Four days. Three nights. Sixty students. Ten Teachers. One Million Smiles.

I returned home two weeks ago from Vikingtown, a diversity and leadership camp. The four days, three nights with sixty students and ten teachers created one million smiles.

This was my first Vikingtown experience and I had zero clue what to expect. I nervously packed my sleeping bag (and six blankets) for the brisk Prescott 30 degree weather and wondered what the next few days had in store. I tried not to listen to the rumors because I wanted to have an open mind, but it was hard to ignore the murmurs this was the “crying camp.” Ugh, crying. I hate crying. Nevertheless, I packed one giant suitcase and drove up the mountain.

The next four days were a whirlwind of some tears but mainly growing and learning. While I can’t reveal the details, I can reveal this experience changed me. I changed as a teacher and as a person.

As a teacher, I had the opportunity to watch my students. We “watch” our kids everyday, but do we really watch them? Like really watch them? Four days in the cool Prescott mountains away from the distraction of texts, emails and social media gave both the kids and teachers a chance to be themselves. I spent hours watching kids think, problem solve, and interact with one another. The truly most impactful watching was observing students think about who they are, where they come from, and how they want to change their lives for the better. It was fascinating just to sit back and watch them grapple with the things they can control and letting go of the things they simply can’t. I watched them break down barriers and learn from one another. It was truly remarkable. It made me proud to be a teacher.

I also learned from my students. I like to think I know my kids. I read their essays, talk with them daily, and see them around campus. Not until I went to Vikingtown, did I realize how much invisible baggage our kids bring with them to school. This “trailer” as one of the other advisors calls it, can slow our kids or even worse drag them down. I started to realize how often I become frustrated when a kid won’t move at the pace I want him or her to or annoyed when they come to school tired and less than enthused to read The Crucible. However, after listening and learning from the Vikingtown delegates, I now stop and remind myself, “You don’t know what trailer they are dragging. Have patience and show them some love.”

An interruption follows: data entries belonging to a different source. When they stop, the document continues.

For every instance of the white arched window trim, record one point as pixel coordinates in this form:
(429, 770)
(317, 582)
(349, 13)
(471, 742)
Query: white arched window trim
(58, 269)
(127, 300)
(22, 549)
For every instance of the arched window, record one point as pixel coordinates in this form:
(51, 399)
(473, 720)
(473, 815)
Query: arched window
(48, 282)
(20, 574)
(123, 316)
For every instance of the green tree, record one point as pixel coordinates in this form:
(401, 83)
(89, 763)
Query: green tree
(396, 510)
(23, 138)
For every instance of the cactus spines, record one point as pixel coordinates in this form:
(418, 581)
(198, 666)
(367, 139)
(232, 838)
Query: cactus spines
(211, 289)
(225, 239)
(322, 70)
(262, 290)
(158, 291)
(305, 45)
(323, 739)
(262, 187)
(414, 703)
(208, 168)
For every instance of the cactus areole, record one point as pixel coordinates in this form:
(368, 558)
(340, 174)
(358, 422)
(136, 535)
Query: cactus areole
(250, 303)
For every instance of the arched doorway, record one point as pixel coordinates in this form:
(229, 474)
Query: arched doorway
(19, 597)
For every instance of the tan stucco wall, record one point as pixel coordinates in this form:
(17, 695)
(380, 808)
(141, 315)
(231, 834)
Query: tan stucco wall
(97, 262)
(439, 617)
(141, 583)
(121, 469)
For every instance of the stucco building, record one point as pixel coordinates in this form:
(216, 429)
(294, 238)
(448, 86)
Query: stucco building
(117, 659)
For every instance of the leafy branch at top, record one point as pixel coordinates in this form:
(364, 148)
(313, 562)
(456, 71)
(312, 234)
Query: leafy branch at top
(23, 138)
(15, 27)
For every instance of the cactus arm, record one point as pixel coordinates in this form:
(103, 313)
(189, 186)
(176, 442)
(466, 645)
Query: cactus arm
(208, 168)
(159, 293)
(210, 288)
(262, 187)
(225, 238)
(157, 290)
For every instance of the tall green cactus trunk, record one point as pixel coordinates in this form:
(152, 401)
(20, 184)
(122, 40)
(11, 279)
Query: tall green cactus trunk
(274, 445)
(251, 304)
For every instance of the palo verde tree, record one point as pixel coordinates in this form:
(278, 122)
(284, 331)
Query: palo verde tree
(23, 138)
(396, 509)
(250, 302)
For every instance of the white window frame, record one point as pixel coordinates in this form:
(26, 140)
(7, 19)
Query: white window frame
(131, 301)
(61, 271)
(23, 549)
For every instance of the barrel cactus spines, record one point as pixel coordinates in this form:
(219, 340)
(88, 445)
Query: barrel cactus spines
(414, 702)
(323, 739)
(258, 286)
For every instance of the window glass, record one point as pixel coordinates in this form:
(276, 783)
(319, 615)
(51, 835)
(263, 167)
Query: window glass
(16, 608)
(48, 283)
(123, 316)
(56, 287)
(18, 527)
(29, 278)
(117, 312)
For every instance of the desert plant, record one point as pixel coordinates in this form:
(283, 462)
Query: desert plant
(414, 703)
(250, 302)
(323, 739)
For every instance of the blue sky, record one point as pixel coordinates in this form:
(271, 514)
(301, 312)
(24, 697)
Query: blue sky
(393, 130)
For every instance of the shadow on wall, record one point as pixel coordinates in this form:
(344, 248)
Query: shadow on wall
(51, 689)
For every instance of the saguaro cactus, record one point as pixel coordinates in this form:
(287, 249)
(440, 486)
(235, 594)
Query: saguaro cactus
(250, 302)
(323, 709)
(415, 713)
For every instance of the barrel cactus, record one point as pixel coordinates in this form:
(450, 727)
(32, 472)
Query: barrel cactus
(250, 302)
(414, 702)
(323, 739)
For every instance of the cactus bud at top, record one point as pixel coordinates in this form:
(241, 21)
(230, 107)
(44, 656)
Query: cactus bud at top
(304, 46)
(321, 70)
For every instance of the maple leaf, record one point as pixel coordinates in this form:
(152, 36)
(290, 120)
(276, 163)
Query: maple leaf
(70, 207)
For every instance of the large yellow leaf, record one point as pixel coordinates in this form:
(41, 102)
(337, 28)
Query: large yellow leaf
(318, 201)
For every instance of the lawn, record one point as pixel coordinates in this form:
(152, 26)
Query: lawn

As a person, Vikingtown gave me the opportunity to really think about myself. At Vikingtown, I was Leah for a change. I participated in the activities right alongside the kids. It was incredible to think about my goals, my past, my beliefs, my heritage. I had some real ah ha’s that can’t be found in the daily grind of life, but at Vikingtown, I found time to stop and reflect.

I came back energized with a renewed passion for teaching and more importantly, for my students. Now when I see their faces around campus, we greet each other with a knowing smile and a shared experience. The four days we spent together were life changing for them and for me.



Leah Clark

Leah Clark

Phoenix, Arizona

I joined the teaching profession after spending several years in luxury retail. While the free clothes and handbags were definite job perks, I felt burned out and tired of long hours, weekends and holidays. So, I went back to school to become a teacher and have never looked back. I love my job!
My teaching philosophy is simple: Do what’s best for kids. While it’s not eloquent, this humble phrase directs every decision I make about teaching and students. As a Language Arts teacher at a central Phoenix high school, it’s my honor and passion to create opportunities for students to communicate, collaborate, create and connect with one another and the world around them.
When I am not grading a stack of essays, planning a new lesson, or chaperoning a school dance, I love riding my yellow Huffy bicycle around town, sampling a new restaurant, and traveling to Flagstaff with my husband.